Now those in the south will tell you that Spies doesn’t hit rucks, that he doesn’t scrum and that his tackle count could be higher.
Spies is not liked by a certain sector of the rugby public, just like Skinstad was not liked.
Give the bloke a break. He has played well this season. He has led the Bulls to the top of the South African conference and he has been influential in many games. He is the form No 8 in South Africa.
He isn’t superman and he isn’t Sonny Bill Williams. No one is, and I think the expectation of Spies is unrealistic. He remains a fine rugby player, but he never is going to hit the rucks like Arno Botha or a closed side flanker who brings mongrel to a pack.

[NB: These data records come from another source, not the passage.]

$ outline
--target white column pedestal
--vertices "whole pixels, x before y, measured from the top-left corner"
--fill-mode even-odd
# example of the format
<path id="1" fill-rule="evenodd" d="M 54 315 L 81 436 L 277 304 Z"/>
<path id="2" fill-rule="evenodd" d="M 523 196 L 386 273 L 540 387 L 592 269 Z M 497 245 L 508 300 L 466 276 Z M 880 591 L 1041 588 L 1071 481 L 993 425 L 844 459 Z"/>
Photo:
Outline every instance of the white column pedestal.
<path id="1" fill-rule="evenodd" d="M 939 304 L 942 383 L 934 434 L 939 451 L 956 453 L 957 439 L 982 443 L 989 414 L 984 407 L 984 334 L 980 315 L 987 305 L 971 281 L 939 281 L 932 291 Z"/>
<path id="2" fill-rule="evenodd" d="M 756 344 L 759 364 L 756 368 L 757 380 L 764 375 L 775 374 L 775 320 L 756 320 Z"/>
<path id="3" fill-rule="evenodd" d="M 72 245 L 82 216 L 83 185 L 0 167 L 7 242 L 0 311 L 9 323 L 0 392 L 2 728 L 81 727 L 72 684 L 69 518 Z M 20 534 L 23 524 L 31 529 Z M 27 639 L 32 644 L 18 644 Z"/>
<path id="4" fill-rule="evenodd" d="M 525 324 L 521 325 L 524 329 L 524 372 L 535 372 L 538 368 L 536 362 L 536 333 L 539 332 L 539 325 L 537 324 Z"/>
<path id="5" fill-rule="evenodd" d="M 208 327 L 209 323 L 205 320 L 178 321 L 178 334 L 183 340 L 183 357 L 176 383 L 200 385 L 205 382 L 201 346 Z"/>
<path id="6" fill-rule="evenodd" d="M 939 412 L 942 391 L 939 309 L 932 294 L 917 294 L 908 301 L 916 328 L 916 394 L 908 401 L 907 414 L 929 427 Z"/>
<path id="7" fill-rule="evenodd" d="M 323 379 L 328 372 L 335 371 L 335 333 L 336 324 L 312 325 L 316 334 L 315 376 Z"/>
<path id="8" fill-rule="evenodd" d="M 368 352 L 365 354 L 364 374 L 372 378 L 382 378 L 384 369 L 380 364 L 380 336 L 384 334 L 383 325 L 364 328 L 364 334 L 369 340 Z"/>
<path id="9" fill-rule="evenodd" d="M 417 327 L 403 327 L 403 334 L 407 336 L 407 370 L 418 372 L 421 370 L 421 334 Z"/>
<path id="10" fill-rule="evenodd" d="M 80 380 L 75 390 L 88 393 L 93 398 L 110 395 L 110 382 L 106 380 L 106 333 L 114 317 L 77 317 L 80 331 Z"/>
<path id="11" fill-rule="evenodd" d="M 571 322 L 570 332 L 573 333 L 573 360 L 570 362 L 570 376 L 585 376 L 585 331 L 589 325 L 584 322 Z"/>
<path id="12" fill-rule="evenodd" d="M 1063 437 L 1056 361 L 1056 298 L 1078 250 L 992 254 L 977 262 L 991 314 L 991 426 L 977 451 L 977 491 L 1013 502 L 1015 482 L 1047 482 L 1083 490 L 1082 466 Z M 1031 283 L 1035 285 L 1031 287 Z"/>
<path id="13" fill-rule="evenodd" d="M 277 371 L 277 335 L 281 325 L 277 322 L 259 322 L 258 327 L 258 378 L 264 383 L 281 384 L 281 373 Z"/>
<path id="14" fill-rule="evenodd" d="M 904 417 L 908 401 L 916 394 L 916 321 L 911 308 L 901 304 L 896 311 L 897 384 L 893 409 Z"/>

Spies offers other qualities and he shown these qualities consistently in more than 100 Super Rugby games and 51 Tests. Go ask the opposition what they think of Spies? There is a healthy respect for his talents, as there was for Skinstad in his prime.
Similarly Morne Steyn.
He is playing the best rugby of his career and he is definitely more than just a kicker. Go and analyse his games. Ask why the Bulls have scored more tries than any South African team in Super Rugby. He is playing flatter on attack, which isn’t his natural game, but he is being effective.
He is under appreciated in this country. Pat Lambie was adequate in the November internationals, without being outstanding. He was no better on attack than Steyn had been, but because there is this willingness for Lambie to succeed so much of his laboured play is overlooked.
Lambie is a fine rugby player but he hasn’t been overly impressive at flyhalf for the Sharks and he wasn’t dynamic for the Boks. He has been better when played at fullback.
Springbok coach Heyneke Meyer initially rated him only as a fullback. He then softened prior to last year’s November internationals, especially when Steyn was suffering from fatigue and was in desperate need of a break.
There is room for Steyn and Lambie in a very good Bok squad and there is also room for Spies and Vermeulen in the best Bok squad.
There should be a greater appreciation for what Spies and Steyn can do instead of constant attacks on what they are perceived not to be doing.
You don’t score 31 points in a Test against the All Blacks if you haven’t got a certain quality and you don’t play 100-plus Super Rugby games for the Bulls and 51 Tests for the Boks if you haven’t got something special.
I have been critical of both players at stages of their career when their form has wavered and I have promoted the virtues of players offering more (in my view) to the national set up. I was very much in favour of Johan Goosen’s selection ahead of Steyn and Vermeulen’s national call-up.
But Steyn and Spies have both responded to the challenge in 2013. Both have been excellent for the Bulls and both were influential against Italy and will be for the Boks as the international season unfolds.
A failure to recognise this would be nothing more than bias and ignorance.